Higher credit utilization can negatively affect your credit score. If you don’t try to hit the minimum spend, which can sometimes be up into the thousands of dollars, you’ll use less of your available credit line, and therefore have a lower credit utilization. This could result in a better credit score, which could be useful in certain situations.

Specifically, you could keep paying your bills with one credit card and apply for another credit card that has a lower interest rate. Because your credit score hasn’t been negatively affected through high credit utilization, you would have a better chance of being approved for the new credit card.


Alihan Usullu/istockphoto


Travel rewards cards can allow cardholders to earn valuable points and miles when they make purchases. Most often, the best value for these rewards comes when they’re redeemed for travel-related options, such as flights, hotel stays, and car rentals.
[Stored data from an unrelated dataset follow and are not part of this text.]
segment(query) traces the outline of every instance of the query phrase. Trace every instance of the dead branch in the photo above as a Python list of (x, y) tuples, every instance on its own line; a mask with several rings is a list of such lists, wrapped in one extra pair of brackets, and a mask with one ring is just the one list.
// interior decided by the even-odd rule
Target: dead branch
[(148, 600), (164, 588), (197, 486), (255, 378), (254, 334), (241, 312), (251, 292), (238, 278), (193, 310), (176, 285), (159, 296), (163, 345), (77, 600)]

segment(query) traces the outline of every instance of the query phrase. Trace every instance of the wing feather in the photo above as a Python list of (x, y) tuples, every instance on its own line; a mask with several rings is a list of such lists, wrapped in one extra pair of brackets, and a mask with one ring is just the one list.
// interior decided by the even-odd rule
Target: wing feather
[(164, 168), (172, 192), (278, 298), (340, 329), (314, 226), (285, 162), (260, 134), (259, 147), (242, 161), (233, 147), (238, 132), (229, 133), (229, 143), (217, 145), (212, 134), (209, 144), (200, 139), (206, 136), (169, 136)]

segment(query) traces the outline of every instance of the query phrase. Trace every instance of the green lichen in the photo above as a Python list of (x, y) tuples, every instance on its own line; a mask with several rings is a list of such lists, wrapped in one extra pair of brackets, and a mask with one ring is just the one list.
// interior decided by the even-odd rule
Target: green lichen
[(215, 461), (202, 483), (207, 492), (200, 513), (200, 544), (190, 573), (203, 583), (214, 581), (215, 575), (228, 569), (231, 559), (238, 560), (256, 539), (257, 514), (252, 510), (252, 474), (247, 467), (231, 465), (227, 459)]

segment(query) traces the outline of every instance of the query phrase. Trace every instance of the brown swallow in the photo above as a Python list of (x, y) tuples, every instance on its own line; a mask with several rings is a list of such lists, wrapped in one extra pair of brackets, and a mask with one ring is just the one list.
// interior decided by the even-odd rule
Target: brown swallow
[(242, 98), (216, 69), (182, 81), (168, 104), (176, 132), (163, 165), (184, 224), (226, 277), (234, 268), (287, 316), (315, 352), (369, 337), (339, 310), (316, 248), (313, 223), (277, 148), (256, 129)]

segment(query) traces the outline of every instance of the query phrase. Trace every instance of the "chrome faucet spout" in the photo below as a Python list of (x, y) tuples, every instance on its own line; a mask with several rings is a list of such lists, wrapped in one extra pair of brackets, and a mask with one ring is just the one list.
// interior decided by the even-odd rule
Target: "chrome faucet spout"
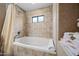
[(15, 41), (16, 37), (17, 37), (17, 35), (14, 36), (14, 40), (13, 41)]

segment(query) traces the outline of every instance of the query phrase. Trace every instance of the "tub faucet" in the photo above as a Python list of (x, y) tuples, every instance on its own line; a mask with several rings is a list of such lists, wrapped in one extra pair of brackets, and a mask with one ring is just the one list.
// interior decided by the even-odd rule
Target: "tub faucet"
[(16, 37), (17, 37), (17, 35), (14, 36), (14, 40), (13, 41), (15, 41)]
[(17, 32), (17, 35), (14, 36), (14, 41), (15, 41), (16, 38), (19, 38), (19, 37), (20, 37), (20, 31)]

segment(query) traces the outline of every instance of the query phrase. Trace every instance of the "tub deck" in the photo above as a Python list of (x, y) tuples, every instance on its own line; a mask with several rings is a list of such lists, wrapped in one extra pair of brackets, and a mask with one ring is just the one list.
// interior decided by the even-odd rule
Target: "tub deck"
[[(22, 41), (21, 41), (22, 40)], [(24, 40), (24, 41), (23, 41)], [(34, 41), (35, 40), (35, 41)], [(22, 38), (13, 43), (13, 51), (16, 56), (56, 56), (55, 48), (48, 49), (48, 39)], [(43, 41), (43, 42), (41, 42)]]

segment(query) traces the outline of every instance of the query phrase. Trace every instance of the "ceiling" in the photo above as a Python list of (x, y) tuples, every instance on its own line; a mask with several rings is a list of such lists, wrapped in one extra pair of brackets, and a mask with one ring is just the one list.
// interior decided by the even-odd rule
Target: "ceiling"
[(38, 8), (44, 8), (52, 5), (52, 3), (17, 3), (25, 11), (35, 10)]

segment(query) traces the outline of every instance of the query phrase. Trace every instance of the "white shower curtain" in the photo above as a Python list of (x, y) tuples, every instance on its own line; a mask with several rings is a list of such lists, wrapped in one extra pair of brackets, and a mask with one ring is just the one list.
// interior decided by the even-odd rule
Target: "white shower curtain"
[(12, 42), (14, 39), (14, 31), (13, 31), (13, 24), (16, 16), (16, 8), (14, 4), (9, 4), (6, 17), (1, 33), (1, 38), (3, 39), (3, 47), (4, 47), (4, 54), (11, 55), (12, 52)]

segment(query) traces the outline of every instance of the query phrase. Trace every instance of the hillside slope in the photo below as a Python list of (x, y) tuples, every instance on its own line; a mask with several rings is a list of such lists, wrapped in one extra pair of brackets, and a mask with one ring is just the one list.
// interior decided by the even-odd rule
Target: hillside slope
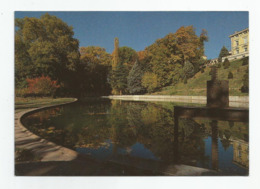
[[(242, 66), (242, 60), (230, 62), (230, 67), (224, 69), (223, 66), (218, 68), (218, 79), (229, 80), (229, 95), (231, 96), (248, 96), (248, 93), (241, 93), (240, 88), (243, 85), (243, 76), (248, 65)], [(211, 79), (209, 75), (210, 68), (206, 67), (204, 73), (198, 72), (194, 77), (188, 79), (187, 84), (178, 83), (175, 86), (162, 88), (153, 94), (156, 95), (206, 95), (207, 80)], [(233, 74), (233, 79), (228, 79), (229, 71)]]

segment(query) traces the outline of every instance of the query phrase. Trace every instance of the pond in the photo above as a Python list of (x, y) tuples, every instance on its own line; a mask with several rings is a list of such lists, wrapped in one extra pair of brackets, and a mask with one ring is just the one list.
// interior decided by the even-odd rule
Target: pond
[(174, 139), (176, 105), (88, 99), (32, 113), (22, 122), (33, 133), (99, 161), (181, 163), (220, 175), (248, 175), (248, 123), (181, 118)]

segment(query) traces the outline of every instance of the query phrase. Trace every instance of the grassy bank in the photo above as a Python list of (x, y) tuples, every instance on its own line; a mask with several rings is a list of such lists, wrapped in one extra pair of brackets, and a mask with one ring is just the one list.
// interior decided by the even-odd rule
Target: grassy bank
[[(248, 65), (242, 66), (242, 60), (230, 62), (228, 69), (223, 66), (218, 68), (218, 79), (229, 80), (229, 94), (231, 96), (248, 96), (247, 93), (241, 93), (240, 88), (243, 85), (242, 79)], [(187, 84), (178, 83), (175, 86), (168, 86), (162, 90), (155, 92), (156, 95), (206, 95), (207, 80), (211, 79), (209, 75), (210, 68), (207, 67), (204, 73), (198, 72), (194, 77), (188, 79)], [(233, 79), (228, 79), (229, 71), (233, 74)]]
[(66, 102), (72, 102), (73, 98), (15, 98), (15, 113), (30, 109), (38, 108), (42, 106), (50, 106), (55, 104), (62, 104)]

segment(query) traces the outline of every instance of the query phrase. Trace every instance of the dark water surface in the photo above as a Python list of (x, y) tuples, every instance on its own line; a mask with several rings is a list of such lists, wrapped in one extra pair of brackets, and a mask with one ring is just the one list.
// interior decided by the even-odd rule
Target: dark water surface
[(221, 175), (248, 175), (248, 123), (179, 119), (174, 139), (175, 105), (180, 104), (89, 99), (33, 113), (23, 123), (45, 139), (101, 161), (181, 163)]

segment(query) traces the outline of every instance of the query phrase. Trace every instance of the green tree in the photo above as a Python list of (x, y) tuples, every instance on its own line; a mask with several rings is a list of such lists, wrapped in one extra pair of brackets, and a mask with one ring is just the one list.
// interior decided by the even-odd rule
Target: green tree
[(218, 55), (218, 62), (222, 62), (222, 58), (225, 56), (228, 56), (229, 52), (225, 46), (223, 46), (220, 50), (220, 53)]
[(120, 47), (118, 49), (118, 52), (119, 52), (118, 53), (119, 62), (121, 64), (124, 64), (126, 66), (126, 68), (128, 69), (128, 71), (130, 71), (138, 59), (138, 55), (137, 55), (136, 51), (130, 47), (124, 46), (124, 47)]
[(142, 94), (145, 92), (145, 88), (142, 86), (143, 75), (143, 65), (136, 61), (127, 77), (127, 89), (130, 94)]
[(127, 75), (128, 71), (125, 65), (118, 64), (111, 72), (110, 84), (114, 89), (114, 94), (125, 94), (127, 93)]
[(185, 62), (183, 71), (186, 79), (194, 76), (194, 66), (189, 61)]
[(79, 42), (73, 28), (56, 16), (16, 19), (16, 84), (41, 75), (65, 88), (75, 86), (73, 74), (79, 63)]
[(80, 53), (77, 71), (80, 96), (108, 95), (111, 90), (108, 83), (111, 55), (104, 48), (95, 46), (81, 47)]

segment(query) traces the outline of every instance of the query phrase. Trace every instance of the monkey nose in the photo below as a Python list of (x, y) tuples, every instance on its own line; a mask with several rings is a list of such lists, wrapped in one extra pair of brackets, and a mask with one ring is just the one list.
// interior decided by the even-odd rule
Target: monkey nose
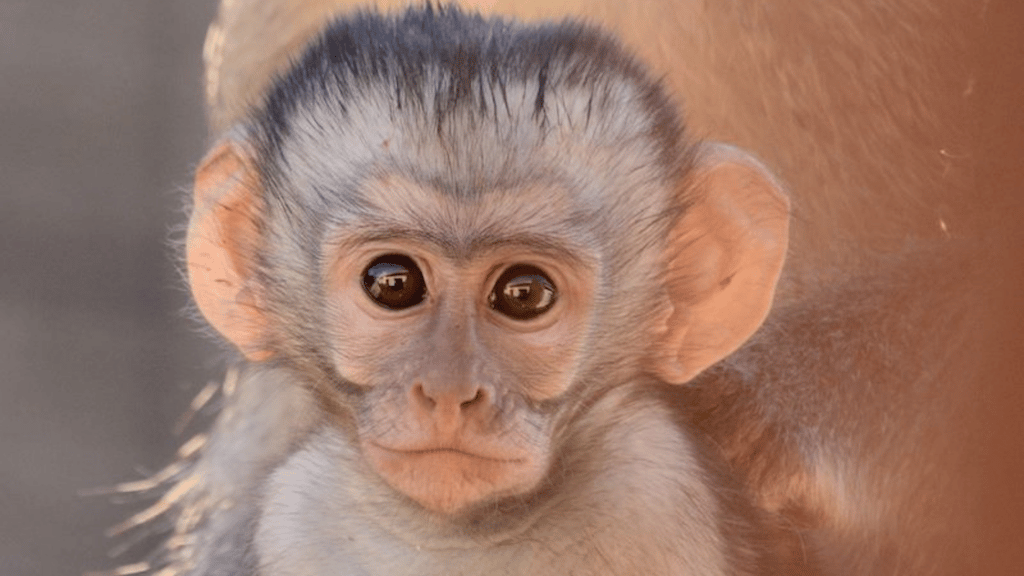
[(486, 391), (475, 384), (431, 384), (417, 382), (410, 391), (413, 403), (434, 418), (458, 417), (487, 403)]

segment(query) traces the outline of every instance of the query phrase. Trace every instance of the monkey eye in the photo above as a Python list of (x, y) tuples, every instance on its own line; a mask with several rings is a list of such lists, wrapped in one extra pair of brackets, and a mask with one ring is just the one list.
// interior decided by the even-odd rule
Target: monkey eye
[(391, 310), (415, 306), (427, 296), (423, 272), (412, 258), (385, 254), (366, 267), (363, 289), (374, 302)]
[(543, 270), (526, 264), (509, 267), (487, 297), (491, 308), (514, 320), (529, 320), (547, 312), (558, 292)]

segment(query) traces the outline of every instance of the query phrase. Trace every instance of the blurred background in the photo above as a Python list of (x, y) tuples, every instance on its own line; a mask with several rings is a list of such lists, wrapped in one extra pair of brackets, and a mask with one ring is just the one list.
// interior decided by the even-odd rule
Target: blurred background
[[(170, 242), (207, 144), (214, 4), (0, 0), (0, 576), (115, 565), (103, 531), (139, 507), (81, 492), (166, 464), (184, 439), (175, 423), (223, 371), (184, 313)], [(1019, 568), (1024, 4), (985, 6), (978, 185), (1010, 208), (994, 223), (1005, 298), (988, 311), (985, 379), (1003, 385), (982, 399), (994, 441), (980, 461), (992, 550)]]
[(169, 239), (206, 144), (212, 0), (0, 0), (0, 576), (109, 568), (222, 366)]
Redeeming points or miles for cash back is usually an option, but not the best monetary value per point.

For instance, let’s say a Chase Sapphire Preferred cardholder has accrued 50,000 Ultimate Rewards points by using their card. If they book a flight or hotel stay through the Chase travel portal, this amount of points would be worth $625. Or they could redeem their points for cash back and receive $500. In this case, a travel redemption would offer more monetary value than redeeming points for cash back. But if you’re going through a financial crisis, straight cash in hand could be more valuable to you than booking a flight for a future vacation, especially given the uncertainty of the travel industry.

It could be a good idea to cash out instead of hoarding your travel rewards in case they become devalued or you just don’t want to wait for travel to normalize. Although it may not appear to be the best value in rewards redemptions, cash will always hold a high value, especially because you can use it in the meantime.
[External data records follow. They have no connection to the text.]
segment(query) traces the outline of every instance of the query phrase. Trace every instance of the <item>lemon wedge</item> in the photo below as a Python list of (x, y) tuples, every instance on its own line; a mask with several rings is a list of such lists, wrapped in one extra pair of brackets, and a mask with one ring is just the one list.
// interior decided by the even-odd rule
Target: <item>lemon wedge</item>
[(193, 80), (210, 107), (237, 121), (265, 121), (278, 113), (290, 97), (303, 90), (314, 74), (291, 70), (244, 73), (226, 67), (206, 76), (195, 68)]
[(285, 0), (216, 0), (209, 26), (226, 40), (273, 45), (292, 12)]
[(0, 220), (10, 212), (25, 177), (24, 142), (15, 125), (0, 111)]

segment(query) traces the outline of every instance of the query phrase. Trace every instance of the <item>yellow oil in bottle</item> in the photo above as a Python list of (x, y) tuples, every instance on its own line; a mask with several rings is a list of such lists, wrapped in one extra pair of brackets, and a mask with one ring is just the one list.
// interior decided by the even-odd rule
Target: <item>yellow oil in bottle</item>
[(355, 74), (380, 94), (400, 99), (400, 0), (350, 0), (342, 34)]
Making sure your credit score is healthy and always rising is the basis of any sound advice concerning your credit. You should keep your credit utilization low, not apply for too many credit cards, and avoid late payments. Those are all great steps to take when life is normal, but if you need to cover essential expenses right now, you may need to go against that advice.

Unfortunately, that means your credit score may take a hit during a period of financial instability. If you’ve lost your job and can’t pay bills, you may need to take actions that could negatively impact your credit score. You may need to apply for more credit cards or start racking up a balance on an existing line of credit.
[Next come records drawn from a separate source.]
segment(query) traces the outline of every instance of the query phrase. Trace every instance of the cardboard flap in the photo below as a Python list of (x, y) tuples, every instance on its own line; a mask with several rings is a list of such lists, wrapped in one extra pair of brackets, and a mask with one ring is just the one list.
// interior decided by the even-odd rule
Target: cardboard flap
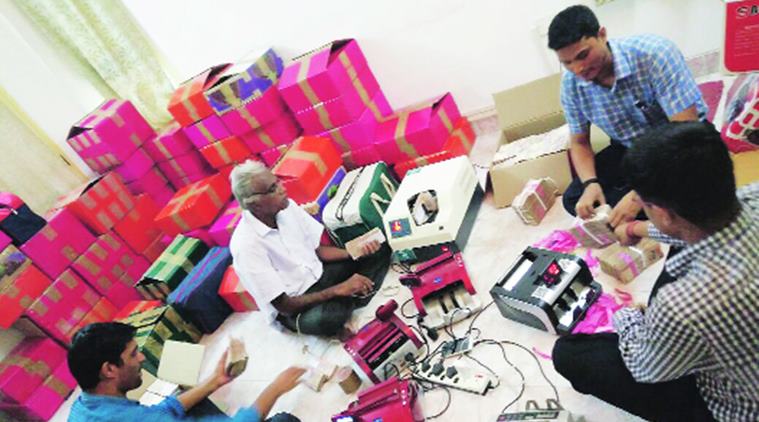
[(493, 94), (498, 122), (509, 142), (545, 132), (564, 123), (560, 101), (561, 74)]
[(174, 384), (195, 386), (206, 347), (202, 344), (166, 340), (158, 364), (158, 378)]

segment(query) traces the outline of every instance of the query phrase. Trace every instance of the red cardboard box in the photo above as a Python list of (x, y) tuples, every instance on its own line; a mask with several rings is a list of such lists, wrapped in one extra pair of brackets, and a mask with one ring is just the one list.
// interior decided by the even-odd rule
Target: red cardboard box
[(114, 173), (86, 183), (58, 198), (53, 209), (66, 208), (95, 234), (103, 234), (134, 207), (134, 195)]
[(0, 405), (0, 410), (22, 421), (50, 420), (76, 388), (66, 360), (23, 403)]
[(290, 144), (300, 136), (300, 133), (301, 128), (298, 122), (290, 111), (286, 111), (263, 127), (241, 135), (240, 139), (252, 152), (259, 153), (275, 148), (277, 145)]
[(349, 171), (382, 161), (382, 157), (380, 157), (374, 145), (344, 152), (342, 158), (345, 168)]
[(232, 238), (232, 233), (237, 227), (237, 223), (242, 219), (242, 208), (237, 201), (232, 201), (227, 205), (219, 217), (214, 221), (208, 233), (213, 239), (213, 243), (219, 246), (229, 246), (229, 240)]
[(315, 201), (342, 159), (332, 141), (316, 136), (304, 136), (277, 163), (272, 172), (298, 204)]
[(235, 269), (230, 265), (224, 273), (219, 286), (219, 296), (226, 301), (235, 312), (257, 311), (258, 305), (253, 296), (240, 284)]
[(331, 139), (342, 152), (366, 148), (374, 144), (374, 133), (379, 122), (392, 113), (385, 95), (379, 91), (372, 99), (372, 107), (366, 107), (358, 119), (322, 132), (319, 136)]
[(395, 170), (395, 174), (398, 175), (398, 178), (403, 179), (406, 172), (411, 169), (445, 161), (461, 155), (469, 155), (469, 152), (474, 145), (475, 137), (474, 130), (472, 129), (469, 120), (467, 120), (466, 117), (462, 117), (456, 123), (456, 128), (451, 133), (451, 136), (448, 137), (448, 140), (445, 141), (440, 152), (403, 161), (393, 166), (393, 170)]
[(203, 180), (213, 174), (213, 169), (203, 159), (203, 156), (194, 150), (171, 160), (160, 162), (158, 168), (176, 189)]
[(51, 339), (22, 340), (0, 362), (2, 403), (23, 403), (65, 360), (66, 350)]
[(156, 162), (171, 160), (194, 149), (195, 145), (177, 122), (171, 122), (155, 138), (145, 143), (145, 151)]
[(263, 160), (264, 164), (266, 164), (267, 167), (272, 168), (279, 162), (282, 156), (285, 155), (287, 150), (290, 149), (290, 146), (291, 145), (288, 144), (269, 148), (261, 153), (261, 160)]
[(221, 117), (215, 114), (208, 116), (199, 122), (195, 122), (191, 126), (185, 127), (184, 133), (190, 138), (190, 142), (192, 142), (196, 148), (203, 148), (208, 144), (212, 144), (232, 135), (229, 132), (229, 129), (224, 126)]
[(52, 281), (13, 246), (0, 252), (0, 327), (10, 328)]
[(211, 87), (230, 63), (224, 63), (203, 71), (189, 81), (183, 82), (169, 100), (169, 113), (182, 126), (189, 126), (213, 114), (213, 108), (203, 95)]
[(155, 220), (164, 232), (177, 235), (206, 227), (232, 196), (224, 174), (216, 174), (180, 189)]
[(153, 168), (153, 164), (155, 163), (148, 153), (142, 148), (137, 148), (134, 154), (118, 165), (114, 171), (121, 176), (124, 183), (129, 183), (143, 177)]
[(215, 169), (242, 163), (253, 155), (245, 143), (236, 136), (206, 145), (200, 149), (200, 154)]
[[(133, 301), (128, 301), (124, 304), (124, 306), (129, 305)], [(98, 300), (98, 303), (95, 304), (95, 306), (87, 312), (87, 315), (82, 318), (81, 321), (79, 321), (78, 324), (71, 330), (69, 333), (69, 337), (73, 340), (74, 335), (81, 330), (82, 328), (95, 323), (95, 322), (110, 322), (114, 321), (114, 316), (116, 316), (116, 313), (118, 313), (119, 309), (111, 303), (108, 298), (101, 297), (100, 300)]]
[(174, 189), (169, 183), (169, 179), (163, 175), (158, 167), (153, 167), (139, 179), (128, 183), (127, 188), (133, 195), (147, 195), (153, 202), (161, 206), (169, 202), (169, 199), (174, 196)]
[(451, 94), (408, 107), (380, 123), (374, 147), (382, 159), (395, 164), (440, 151), (453, 124), (461, 117)]
[(233, 135), (242, 135), (258, 129), (276, 119), (287, 110), (276, 88), (269, 88), (259, 98), (245, 103), (242, 107), (225, 111), (221, 115), (224, 126)]
[(163, 302), (160, 300), (133, 300), (123, 306), (116, 315), (113, 316), (112, 321), (121, 321), (132, 314), (149, 311), (159, 306), (163, 306)]
[(94, 242), (95, 237), (74, 217), (73, 212), (65, 208), (21, 245), (21, 251), (54, 279)]
[(163, 236), (163, 231), (155, 223), (161, 208), (147, 195), (139, 195), (134, 208), (119, 221), (113, 230), (124, 239), (133, 251), (142, 254), (151, 243)]

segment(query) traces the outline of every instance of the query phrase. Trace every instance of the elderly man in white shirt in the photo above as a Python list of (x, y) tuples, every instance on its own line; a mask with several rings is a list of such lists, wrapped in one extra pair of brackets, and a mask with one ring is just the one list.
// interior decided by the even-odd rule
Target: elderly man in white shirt
[(321, 245), (324, 227), (287, 197), (266, 166), (248, 160), (229, 176), (243, 216), (229, 247), (242, 285), (269, 322), (303, 334), (343, 336), (387, 273), (390, 251), (367, 243), (354, 261)]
debt management plan could help you land on your feet financially down the road, but for now, you should focus on your present needs, such as paying your utility bills and making sure there’s food on the table. When compared to these immediate concerns, worrying about your credit score doesn’t seem as pressing, and it can wait.


When it comes to a crisis that disrupts your entire financial situation, certain credit card rules may need to be pushed to the side while you focus on what’s important — which is taking care of yourself and your loved ones. Holding onto rewards is no substitute for the value of cash in hand, and you can always work on repairing your credit score later.

If you’re unemployed, you can use credit cards to stay afloat. There are even ways to get a credit card when you don’t have a job. Please note that we’re not saying you should rack up unnecessary debt. We’re just recognizing that there are ways to intelligently use debt to help you get through difficult times.

Most of all, do your best to stay positive and think outside the box to come up with financial solutions. It’s OK to break some so-called rules right now if you need to.